Loftgren tugged the brim of his slicker down over his forehead. His face was wet, but the rest of him still held back the best efforts of the swamp to drench him. On the other hand, he was already soaked with sweat.

The Alakai was where dryness went to die.

“Don’t be too hard on yourself, Julio. Both Fanole and I have a lot more experience in this kind of country than you do.”

Twenty minutes later Loftgren stepped over a log and onto a seemingly solid patch of ground that turned out to consist of cloying thigh-deep sludge. Fanole and Sanchez stood off to one side, looking on as he slowly pulled himself out and worked his way through the trough. No one said a word.

By nightfall they’d reached the junction of the Pihea and Alakai trails. Here the Forest Service had helicoptered in thick beams and wood planks. Securely strapped together, these formed a level, solid, platform at the trail juncture.

Fanole set up the tent, somehow managing to keep the interior halfway clear of rain. Beneath the extended, oversized storm flap they stripped nude and deposited their equipment outside on the redwood six-by-sixes.

“Any other wood’d rot out inside a month,” their guide pointed out unnecessarily. “Except cypress and mahogany. But we can’t get cypress here, and mahogany’s too expensive. So we have to import the redwood.”

Using clean towels they dried themselves, then crawled into the tent to settle down around the camp stove Fanole ignited. By the time dinner was ready it was darker outside than the inside of a cave. A drenching, dripping, soaking dark. Steady rain pattered like dancing mice on the top of the tent, falling harder at night than it had during the day.
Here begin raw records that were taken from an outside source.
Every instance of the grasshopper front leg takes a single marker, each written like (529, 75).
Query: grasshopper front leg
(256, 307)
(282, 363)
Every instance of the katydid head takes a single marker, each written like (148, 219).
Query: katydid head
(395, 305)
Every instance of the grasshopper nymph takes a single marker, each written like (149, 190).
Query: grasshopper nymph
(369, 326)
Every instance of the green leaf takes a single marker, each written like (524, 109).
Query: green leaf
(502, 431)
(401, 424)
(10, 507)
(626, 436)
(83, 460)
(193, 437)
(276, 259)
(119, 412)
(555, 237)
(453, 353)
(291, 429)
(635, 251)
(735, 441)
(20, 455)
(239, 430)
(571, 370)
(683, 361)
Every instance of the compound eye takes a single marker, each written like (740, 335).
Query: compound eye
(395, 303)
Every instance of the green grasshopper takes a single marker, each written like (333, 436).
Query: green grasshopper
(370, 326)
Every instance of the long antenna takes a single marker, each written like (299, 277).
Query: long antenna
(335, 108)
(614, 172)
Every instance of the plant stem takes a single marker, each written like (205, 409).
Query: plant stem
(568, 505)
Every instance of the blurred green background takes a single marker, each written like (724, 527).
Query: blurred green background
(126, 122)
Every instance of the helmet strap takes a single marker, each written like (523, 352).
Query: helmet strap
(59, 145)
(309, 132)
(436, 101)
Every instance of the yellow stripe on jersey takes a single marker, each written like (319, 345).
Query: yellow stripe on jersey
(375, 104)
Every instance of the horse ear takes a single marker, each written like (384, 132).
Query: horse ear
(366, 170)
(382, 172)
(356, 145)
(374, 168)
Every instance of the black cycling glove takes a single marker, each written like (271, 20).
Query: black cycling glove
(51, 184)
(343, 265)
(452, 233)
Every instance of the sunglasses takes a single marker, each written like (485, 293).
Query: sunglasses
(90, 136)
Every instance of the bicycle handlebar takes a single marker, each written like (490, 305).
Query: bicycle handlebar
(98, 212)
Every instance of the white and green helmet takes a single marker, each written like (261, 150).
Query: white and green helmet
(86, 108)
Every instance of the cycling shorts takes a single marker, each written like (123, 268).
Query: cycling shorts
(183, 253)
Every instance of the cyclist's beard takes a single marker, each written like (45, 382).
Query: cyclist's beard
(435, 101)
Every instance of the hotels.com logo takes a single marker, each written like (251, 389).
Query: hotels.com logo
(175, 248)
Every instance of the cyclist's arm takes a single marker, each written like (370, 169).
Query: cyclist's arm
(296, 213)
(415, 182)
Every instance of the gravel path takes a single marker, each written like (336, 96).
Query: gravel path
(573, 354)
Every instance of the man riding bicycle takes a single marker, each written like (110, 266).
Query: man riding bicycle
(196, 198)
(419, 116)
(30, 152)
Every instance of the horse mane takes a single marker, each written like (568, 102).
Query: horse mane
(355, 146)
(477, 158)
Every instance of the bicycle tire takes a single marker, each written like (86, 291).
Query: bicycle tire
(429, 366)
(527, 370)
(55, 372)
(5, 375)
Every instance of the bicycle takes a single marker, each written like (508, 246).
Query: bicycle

Except for the monotonous thrumming of the continuous downpour—the heartbeat of the Alakai—it was dead silent outside the shelter.

Fanole poked leisurely at his reconstituted freeze-dried supper, looking on as Sanchez ravenously devoured his and Loftgren made a more considered go of his own. The guide was nearly fifty, with a receding forehead of thinning brown hair and dark eyes the color of aged bourbon that seemed to pierce whatever crossed their path, be it human or rock or tree. His sun-seared appearance left his ancestry open to some question, but he was certainly at least part Hawaiian. He had a slight bulge around his middle: spare tire for a bicycle rather than a sedan. Otherwise he was surprisingly muscular.

“You don’t mind my saying so, I think you’re both crazy.”

Loftgren grinned. It wasn’t the first time that opinion had been expressed in regard to the expedition. “You’re entitled to your opinion. If you feel that way, why did you agree to guide us?”

Fanole finished the last of his dinner and set the plate carefully to one side. “Because no one else would. I know you academic types. If you couldn’t get any help, you’d eventually have tried it on your own.” He glanced up at the roof, listening to the rain tap-dancing relentlessly outside. “You’d never have gotten out of this place alive.”

“Don’t bet on it,” Loftgren told him. “I’ve been in rougher places than the Alakai. There are no snakes here, no hostile natives. Not even any dangerous bugs, and the mosquitoes quit climbing at the thirty-five-hundred-foot level.”